Güncelleme Tarihi:
Styling: Rutkay Öziş
Fotoğraf: Muhsin Akgün/MAStüdyo
Stüdyoya girdiğimde herkesle selamlaşıyoruz. Miray’ın henüz gelmediğini düşünüyorum. Oysa gelmiş, hemen sağımda kahvesini yudumluyor. Yıllardır tanışmamıza rağmen şaşırıyorum, gerçekten değişmiş. Karşımda sanki bambaşka biri var...
Fiziksel değişiminin yanında şu sıralar diziler ve sinema projeleri arasında mekik dokuyor. 22 yaşında ama durmadan üretiyor.

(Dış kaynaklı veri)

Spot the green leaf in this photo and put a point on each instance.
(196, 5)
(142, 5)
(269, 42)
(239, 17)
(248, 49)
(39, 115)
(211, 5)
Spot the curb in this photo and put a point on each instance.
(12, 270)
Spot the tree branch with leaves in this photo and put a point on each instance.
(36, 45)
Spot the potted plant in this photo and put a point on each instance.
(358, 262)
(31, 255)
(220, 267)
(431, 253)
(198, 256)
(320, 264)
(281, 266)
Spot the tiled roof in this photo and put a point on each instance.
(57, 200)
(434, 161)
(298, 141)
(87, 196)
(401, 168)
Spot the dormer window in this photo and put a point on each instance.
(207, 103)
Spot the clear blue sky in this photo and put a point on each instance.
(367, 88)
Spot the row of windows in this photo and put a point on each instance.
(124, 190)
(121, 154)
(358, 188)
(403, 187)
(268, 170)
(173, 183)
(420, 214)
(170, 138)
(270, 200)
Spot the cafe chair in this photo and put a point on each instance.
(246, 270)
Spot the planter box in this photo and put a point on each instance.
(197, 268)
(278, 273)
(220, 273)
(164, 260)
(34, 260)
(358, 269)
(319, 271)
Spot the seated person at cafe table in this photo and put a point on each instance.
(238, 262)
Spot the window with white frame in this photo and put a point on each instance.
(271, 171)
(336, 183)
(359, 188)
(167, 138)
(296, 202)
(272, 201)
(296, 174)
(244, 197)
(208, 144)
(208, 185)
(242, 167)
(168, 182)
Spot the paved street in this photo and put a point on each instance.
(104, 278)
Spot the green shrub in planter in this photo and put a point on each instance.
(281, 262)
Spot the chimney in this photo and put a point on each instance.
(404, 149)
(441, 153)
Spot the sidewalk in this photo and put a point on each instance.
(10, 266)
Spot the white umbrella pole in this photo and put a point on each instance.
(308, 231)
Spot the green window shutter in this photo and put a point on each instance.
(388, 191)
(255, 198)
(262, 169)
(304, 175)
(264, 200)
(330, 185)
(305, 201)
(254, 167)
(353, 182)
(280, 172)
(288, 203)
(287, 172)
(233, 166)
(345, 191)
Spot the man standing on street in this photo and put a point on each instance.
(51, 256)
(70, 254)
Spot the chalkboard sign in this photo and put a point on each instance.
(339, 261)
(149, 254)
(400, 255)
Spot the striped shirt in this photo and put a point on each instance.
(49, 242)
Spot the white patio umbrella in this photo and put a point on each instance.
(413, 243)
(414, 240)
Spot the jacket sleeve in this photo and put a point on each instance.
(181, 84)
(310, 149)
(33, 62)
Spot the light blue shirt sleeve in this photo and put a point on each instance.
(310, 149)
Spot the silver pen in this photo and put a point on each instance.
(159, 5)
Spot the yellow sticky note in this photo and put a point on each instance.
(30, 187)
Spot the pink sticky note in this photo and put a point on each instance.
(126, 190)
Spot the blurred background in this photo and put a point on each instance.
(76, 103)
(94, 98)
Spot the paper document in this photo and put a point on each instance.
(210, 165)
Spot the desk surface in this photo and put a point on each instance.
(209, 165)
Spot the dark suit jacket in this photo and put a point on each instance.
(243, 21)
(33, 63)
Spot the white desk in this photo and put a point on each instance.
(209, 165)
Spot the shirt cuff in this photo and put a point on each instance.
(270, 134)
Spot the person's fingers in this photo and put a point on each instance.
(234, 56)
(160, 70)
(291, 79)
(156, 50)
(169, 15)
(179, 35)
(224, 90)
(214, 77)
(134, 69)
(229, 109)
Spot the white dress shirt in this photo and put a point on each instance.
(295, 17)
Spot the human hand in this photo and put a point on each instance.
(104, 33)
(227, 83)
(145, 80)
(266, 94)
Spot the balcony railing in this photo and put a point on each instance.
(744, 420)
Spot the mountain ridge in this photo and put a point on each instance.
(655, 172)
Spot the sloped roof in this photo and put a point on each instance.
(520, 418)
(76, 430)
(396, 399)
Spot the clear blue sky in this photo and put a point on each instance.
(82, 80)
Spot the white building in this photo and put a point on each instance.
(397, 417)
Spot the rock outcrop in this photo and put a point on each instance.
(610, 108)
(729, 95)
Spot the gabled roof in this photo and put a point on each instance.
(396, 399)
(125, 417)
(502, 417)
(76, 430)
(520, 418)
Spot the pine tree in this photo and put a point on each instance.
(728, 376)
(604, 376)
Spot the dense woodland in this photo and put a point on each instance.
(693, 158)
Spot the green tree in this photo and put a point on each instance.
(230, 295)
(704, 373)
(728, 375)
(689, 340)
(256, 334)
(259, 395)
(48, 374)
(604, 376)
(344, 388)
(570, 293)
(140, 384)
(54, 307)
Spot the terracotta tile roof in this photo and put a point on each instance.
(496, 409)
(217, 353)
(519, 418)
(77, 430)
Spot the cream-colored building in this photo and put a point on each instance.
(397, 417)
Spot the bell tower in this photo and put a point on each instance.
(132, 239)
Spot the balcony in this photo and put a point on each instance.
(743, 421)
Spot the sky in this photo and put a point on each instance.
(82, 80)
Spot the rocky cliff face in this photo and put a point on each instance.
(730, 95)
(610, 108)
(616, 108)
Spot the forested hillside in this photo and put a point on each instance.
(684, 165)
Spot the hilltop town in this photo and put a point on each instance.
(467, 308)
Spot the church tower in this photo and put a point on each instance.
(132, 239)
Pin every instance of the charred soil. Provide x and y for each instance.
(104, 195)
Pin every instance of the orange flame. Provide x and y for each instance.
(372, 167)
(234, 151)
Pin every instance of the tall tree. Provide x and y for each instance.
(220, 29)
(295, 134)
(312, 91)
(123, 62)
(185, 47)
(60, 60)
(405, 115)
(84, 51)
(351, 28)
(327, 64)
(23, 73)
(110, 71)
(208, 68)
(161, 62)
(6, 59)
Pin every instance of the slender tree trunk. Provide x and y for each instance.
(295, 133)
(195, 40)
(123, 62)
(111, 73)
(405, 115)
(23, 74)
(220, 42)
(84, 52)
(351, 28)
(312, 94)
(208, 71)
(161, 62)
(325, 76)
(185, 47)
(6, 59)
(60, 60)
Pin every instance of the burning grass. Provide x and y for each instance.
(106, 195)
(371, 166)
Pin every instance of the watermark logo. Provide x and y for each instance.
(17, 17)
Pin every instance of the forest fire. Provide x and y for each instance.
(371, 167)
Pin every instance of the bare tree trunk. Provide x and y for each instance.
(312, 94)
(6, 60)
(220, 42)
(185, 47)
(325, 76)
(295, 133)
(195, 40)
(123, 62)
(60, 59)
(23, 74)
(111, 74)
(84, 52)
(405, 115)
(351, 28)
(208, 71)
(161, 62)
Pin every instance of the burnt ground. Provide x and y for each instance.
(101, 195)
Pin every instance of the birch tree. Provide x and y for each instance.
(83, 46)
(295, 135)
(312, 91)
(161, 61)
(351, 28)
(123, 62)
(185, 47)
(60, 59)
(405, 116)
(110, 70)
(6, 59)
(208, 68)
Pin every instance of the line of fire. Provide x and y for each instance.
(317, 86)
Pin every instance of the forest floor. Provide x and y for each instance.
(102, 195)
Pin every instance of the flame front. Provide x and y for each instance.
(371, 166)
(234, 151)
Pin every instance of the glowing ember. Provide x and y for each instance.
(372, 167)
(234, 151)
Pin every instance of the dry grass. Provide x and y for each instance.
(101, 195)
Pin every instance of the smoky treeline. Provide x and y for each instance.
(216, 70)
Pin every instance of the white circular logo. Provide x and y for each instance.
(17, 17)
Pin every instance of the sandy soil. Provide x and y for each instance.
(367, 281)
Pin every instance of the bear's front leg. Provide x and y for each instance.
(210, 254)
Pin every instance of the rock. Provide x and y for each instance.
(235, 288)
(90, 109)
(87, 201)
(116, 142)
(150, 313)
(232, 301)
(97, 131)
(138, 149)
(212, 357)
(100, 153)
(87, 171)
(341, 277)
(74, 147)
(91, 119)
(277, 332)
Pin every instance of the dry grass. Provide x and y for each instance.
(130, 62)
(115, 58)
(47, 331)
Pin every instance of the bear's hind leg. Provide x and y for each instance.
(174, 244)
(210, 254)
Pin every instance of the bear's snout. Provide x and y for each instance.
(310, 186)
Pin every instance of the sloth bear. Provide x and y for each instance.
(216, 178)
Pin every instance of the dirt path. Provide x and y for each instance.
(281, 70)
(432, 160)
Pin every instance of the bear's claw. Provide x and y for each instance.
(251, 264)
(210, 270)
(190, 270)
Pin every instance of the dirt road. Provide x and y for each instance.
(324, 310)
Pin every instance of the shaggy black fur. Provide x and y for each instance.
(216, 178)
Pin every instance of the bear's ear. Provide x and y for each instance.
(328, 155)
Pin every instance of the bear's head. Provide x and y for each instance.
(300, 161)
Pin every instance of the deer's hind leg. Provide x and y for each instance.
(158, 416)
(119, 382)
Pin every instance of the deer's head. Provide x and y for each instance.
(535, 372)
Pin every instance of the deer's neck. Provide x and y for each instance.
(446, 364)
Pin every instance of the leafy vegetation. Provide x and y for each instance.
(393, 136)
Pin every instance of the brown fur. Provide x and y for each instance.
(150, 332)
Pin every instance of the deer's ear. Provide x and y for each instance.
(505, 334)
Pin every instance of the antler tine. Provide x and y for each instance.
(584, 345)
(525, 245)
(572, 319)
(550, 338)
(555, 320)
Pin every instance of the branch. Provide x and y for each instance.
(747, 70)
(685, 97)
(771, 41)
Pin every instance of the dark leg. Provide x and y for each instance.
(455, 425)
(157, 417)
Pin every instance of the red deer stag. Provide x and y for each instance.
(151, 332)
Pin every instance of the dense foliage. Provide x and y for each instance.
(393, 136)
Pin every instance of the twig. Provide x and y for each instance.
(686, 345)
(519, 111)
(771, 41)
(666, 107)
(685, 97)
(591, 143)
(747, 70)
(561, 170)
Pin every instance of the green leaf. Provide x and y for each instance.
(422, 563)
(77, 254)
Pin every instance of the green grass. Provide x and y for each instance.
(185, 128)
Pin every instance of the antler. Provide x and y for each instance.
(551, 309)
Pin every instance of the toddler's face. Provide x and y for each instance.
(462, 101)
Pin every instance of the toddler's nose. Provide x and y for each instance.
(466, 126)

Boş vaktini yakalamışken sohbete başlıyoruz.
Ne kadar değişmişsin... Çok seksisin...
Teşekkürler (gülüyor). Fiziksel değişimim de olmuştur ama bence enerjim değişti. Çok mutlu hissettiğim, kendimi daha çok tanıyıp neyi sevip sevmediğime, nasıl yaşamak istediğime karar verdiğim dönemdeyim.
Nasıl yaşamak istiyorsun?
İçimden geldiği gibi...
Önceden öyle değil miydi?
İnsanların ne diyeceğini, ne düşüneceğini çok dert ederdim. Ama şunu fark ettim; hepimiz hayatı bir kere yaşıyoruz. Benim ne istediğim, hissettiğim önemli.
Kilo da vermişsin...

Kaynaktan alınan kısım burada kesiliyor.